Mais de 4 mil operários estão hoje afastados das montadoras em esquema de "layoff", incluindo 930 empregados da General Motors (GM) em São José dos Campos (SP) que tiveram contratos suspensos no mês passado. A adoção dessa ferramenta no parque industrial da GM em São Caetano do Sul, no ABC, também está em discussão, conforme informações do sindicato local, não comentadas pela empresa. Ao mesmo tempo, negociações estão em curso entre o sindicato dos metalúrgicos do ABC e a Volkswagen sobre o que fazer com a volta prevista para a próxima segunda-feira de quase 800 operários afastados, desde maio, da fábrica de São Bernardo.
Além da nova rodada de "layoffs", as empresas também estão concedendo férias para ajustar o ritmo das linhas. Ontem, Renault e Volks iniciaram as férias coletivas - de dez e vinte dias, respectivamente - de suas fábricas no Paraná. Na Renault, 10 mil veículos e 12 mil motores deixarão de ser produzidos. Já na fábrica da Volks, a parada envolve o primeiro turno de produção. O sindicato dos metalúrgicos de Curitiba, porém, adianta que há planos da montadora de também dar dez dias de férias ao segundo turno a partir de 3 de novembro.
Enquanto o país não encontra soluções mais flexíveis de proteção ao emprego, as férias e os "layoffs" estão entre as alternativas adotadas pelas empresas contra demissões em massa, mas não evitaram o corte de 9,3 mil vagas nas montadoras desde o início do ano. Acrescentando nessa conta as demissões na cadeia de suprimento, mais os "layoffs", as vagas eliminadas na indústria automobilística e de materiais de transporte chegam perto de 25 mil postos, mostra o Caged, onde estão registradas as contratações e demissões do mercado de trabalho formal.
A ocupação nas montadoras já cai há onze meses seguidos (veja gráfico), numa crise que irradiou à indústria de autopeças, cujo faturamento cai 13,5% neste ano e a ociosidade nas fábricas passa de 32%, de acordo com o Sindipeças, entidade dos fabricantes de componentes automotivos.
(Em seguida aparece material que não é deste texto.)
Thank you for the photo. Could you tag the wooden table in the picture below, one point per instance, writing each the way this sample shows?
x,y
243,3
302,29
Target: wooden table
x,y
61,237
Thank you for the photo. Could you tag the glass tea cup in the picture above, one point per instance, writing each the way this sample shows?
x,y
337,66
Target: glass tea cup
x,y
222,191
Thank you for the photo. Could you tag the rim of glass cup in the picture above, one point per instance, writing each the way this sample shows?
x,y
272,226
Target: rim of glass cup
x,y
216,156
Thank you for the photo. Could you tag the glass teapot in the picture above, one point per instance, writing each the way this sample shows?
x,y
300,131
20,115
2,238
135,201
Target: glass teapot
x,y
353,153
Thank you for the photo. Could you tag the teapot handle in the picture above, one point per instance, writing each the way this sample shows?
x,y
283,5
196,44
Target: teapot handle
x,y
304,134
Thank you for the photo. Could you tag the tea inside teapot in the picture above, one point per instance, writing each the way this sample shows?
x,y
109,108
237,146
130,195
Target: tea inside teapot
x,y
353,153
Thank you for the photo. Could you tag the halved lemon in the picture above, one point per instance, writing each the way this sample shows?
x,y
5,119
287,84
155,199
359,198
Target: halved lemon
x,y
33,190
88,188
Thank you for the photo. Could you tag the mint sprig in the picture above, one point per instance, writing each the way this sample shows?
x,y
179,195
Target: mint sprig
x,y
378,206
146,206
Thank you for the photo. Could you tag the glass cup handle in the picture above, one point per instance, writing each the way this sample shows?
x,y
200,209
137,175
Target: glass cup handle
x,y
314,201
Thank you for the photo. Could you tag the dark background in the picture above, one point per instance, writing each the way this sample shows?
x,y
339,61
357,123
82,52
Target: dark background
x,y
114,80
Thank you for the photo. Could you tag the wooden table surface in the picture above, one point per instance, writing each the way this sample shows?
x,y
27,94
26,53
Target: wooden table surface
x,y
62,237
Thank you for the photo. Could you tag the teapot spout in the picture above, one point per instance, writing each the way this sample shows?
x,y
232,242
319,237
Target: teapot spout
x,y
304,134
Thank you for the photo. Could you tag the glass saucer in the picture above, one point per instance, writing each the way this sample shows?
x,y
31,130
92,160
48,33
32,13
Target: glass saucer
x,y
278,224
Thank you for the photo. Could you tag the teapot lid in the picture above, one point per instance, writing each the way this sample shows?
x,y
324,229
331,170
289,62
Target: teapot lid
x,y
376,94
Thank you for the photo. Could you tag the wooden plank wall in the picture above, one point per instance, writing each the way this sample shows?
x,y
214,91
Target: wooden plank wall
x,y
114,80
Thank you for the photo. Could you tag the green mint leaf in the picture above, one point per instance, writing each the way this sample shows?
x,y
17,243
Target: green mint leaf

A Cummins, por exemplo, demitiu na última semana 80 funcionários da fábrica de motores a diesel em Guarulhos, na Grande São Paulo. Outra fabricante de propulsores, a MWM, cortou 179 postos de trabalho na fábrica de Canoas, no Rio Grande do Sul, segundo informações de sindicato. Nenhum porta-voz da MWM foi encontrado para comentar as demissões. A produção de veículos caiu quase 17% entre janeiro e setembro, como resultado do recuo de 9% do mercado e de 38,5% das exportações.
A indústria de veículos espera dar nas próximas semanas dois passos decisivos para poder vislumbrar um futuro mais promissor do que se mostra a triste conjuntura atual, marcada por queda de dois dígitos na produção e cortes em postos de trabalho. O primeiro vai na direção da urgente diversificação da pauta de exportações do setor, com a apresentação de uma proposta de abertura comercial com a Colômbia.
Desde o fim de agosto, a Anfavea, entidade que representa as montadoras instaladas no país, se lançou a um périplo por países com potencial de consumir veículos brasileiros para costurar novos acordos comerciais e, dessa forma, reduzir a dependência das frequentemente tensas relações com a Argentina.
O ponto de partida das "missões" da Anfavea é justamente a Colômbia. Representantes da indústria automobilística do Brasil já tiveram dois encontros com a iniciativa privada colombiana para discutir avanços num acordo comercial entre os países que estacionou no corte de metade da alíquota de importação de 35%. A ideia é encaminhar no mês que vem uma proposta aos governos.
A partir daí, a entidade vai buscar mais acordos do tipo com outros países da América do Sul, como Uruguai, Equador e Peru, além da África, para onde pretende expandir as exportações de tratores agrícolas.
No meio do caminho, também há uma negociação com o México, com quem as montadoras querem restabelecer o comércio livre de cotas, já que o acordo que colocou um teto para as transações comerciais com os mexicanos isentas do imposto de importação vence em março, após três anos. Nesse caso, contudo, mais do que expandir as exportações, o maior interesse das montadoras é poder importar novamente sem restrições os veículos produzidos por fábricas de suas multinacionais no México.
O segundo passo previsto pelo setor está relacionado à recuperação do mercado doméstico. Em entrevista coletiva à imprensa na semana passada, o presidente da Anfavea, Luiz Moan, disse aguardar até a primeira semana de novembro a aprovação do projeto de mudança no Código Civil que vai facilitar a recuperação dos veículos de consumidores inadimplentes.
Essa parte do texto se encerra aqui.